И вдруг, весною 1902 года, за одну неделю, весь недуг возвратился с необычайною силою.
29-го марта 1902 года она вышла из своего уголка, покорная, в бреду, села в карету и была скрыта от моих глаз почти навсегда в другой больнице. Не было дня, чтобы я не думал о ней – и не делил мысленно ее страданий и неволи.
Меня обнадеживали… 7-го августа 1904 года, через два с половиною года, я наконец решился увидеть ее (раньше не пускали), чтобы хоть проститься. С холодеющим сердцем вступил я в коридор, где была ее комната, и прошел мимо открытой в эту комнату двери… Я не узнал ее. Меня остановили и вернули. В глубине комнаты поднялась мне навстречу слабенькая высохшая женщина с побелевшими волосами. Но это была она. И я зарыдал громко, без удержу; и плакал почти целый час, как бы над ее гробом. И она молча, крепко прижималась ко мне, стоя за моей спиною и закрывая мои глаза своею прелестною ручкою, чтобы я не вглядывался в ее искаженные черты… Сердце ее страшно стучало, но, задыхаясь от волнения, она не произносила ни слова. Когда же меня позвали, сказав, что свидание наше кончено, она разомкнула свои руки, отошла и вдруг начала произносить осипшим голосом, куда-то в сторону, какой-то непостижимый набор слов с выкриками ругательств…
XXIV
Маятник Вечности слышится людям только раз в столетие. В одно столетие он отбивает: «есть Бог», в другое: «нет Бога». И так, долгими веками, несчастная душа человечества все мечется то вверх, то вниз.
XXV
Для всех людей существуют три бездны, три тайны, три надежды на счастье: Бог, Любовь двух полов и Смерть. Это и есть основа жизни: три кита, на которых держится мир. Триединая (Святая) Троица. Не будь метрических книг, не было бы никакой надобности в религии, потому что мы обращаемся к духовенству только для крещения, бракосочетания и погребения.
XXVI
Я чувствовал себя гораздо лучше и был несравненно благороднее, пока не родился. Умирая, можно утешить себя автоэпитафией малороссийского философа Сковороды: «Мир меня ловил, да не поймал». Мой вариант той же эпитафии: «Я отдал людям жизнь, но душу взял с собой».
XXVII
Это было летом, когда умер присяжный поверенный Миронов. О нем, помнится, говорил Урусов: «В этом человеке трепыхается такое же доброе сердце, как у среднего русского присяжного заседателя». Я любил Миронова за простую звучную речь, за теплую душу, за его здравый ум и мягкие взгляды на людей. Он всю жизнь хлопотал, защищал по всяким делам, был популярен.

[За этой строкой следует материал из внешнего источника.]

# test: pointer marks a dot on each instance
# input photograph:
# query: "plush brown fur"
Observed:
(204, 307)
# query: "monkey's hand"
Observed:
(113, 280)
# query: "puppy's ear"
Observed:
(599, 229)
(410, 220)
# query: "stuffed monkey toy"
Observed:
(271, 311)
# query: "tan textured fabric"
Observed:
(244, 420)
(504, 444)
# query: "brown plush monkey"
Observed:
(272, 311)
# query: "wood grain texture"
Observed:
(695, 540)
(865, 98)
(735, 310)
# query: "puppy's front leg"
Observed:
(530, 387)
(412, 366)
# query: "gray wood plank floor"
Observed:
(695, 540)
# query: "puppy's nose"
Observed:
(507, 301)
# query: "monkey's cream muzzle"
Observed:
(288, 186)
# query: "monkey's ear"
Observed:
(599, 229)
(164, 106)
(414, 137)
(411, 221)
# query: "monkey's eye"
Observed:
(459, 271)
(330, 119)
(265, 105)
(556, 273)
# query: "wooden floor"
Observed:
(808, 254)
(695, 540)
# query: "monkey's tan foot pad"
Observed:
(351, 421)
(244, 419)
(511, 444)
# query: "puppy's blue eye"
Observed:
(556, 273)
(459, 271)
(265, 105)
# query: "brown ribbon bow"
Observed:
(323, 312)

Полный, почти тучный, бородатый, громогласный, Миронов казался здоровым, но в действительности всегда страдал сердцем. И умирал тяжело… В светлый летний вечер я поднялся в его квартиру на панихиду. Простоял в передней, не заглядывая в зал…

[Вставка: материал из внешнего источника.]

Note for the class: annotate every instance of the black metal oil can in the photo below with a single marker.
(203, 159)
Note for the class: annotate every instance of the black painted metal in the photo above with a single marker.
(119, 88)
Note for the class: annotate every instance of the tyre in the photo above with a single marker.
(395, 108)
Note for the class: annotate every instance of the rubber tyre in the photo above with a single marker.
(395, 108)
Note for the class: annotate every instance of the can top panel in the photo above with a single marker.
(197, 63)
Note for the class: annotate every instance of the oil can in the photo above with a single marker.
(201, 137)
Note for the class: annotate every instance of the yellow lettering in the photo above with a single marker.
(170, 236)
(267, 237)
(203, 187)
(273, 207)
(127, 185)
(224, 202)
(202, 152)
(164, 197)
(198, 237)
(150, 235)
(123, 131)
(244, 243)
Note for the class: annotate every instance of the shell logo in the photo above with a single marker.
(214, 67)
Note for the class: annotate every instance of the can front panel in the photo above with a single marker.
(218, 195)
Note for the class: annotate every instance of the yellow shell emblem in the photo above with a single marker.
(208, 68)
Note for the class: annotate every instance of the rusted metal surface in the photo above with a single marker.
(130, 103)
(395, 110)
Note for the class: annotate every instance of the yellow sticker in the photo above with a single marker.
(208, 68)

Возвратившись к себе, я прочитал в газете, что эскадра Рожественского прошла мимо Канарских островов. Где это Канарские острова? Я всегда был плох в географии. Мне почему-то вздумалось: а, пожалуй, Миронов это знал… Если бы он был жив, я бы просто спросил его об этом. Теперь спросить нельзя!.. Совсем нельзя. Ведь вот задача! Мне вдруг мучительно захотелось убедиться, знал он или не знал о Канарских островах и скоро ли бы ответил. Я готов был, кажется, растолкать, пробудить, оживить его.
Но, в сущности, стоило ли просыпаться от вечного сна для того только, чтобы пробормотать: «А?.. Что?.. Канарские острова?..» Ответить и вновь умереть.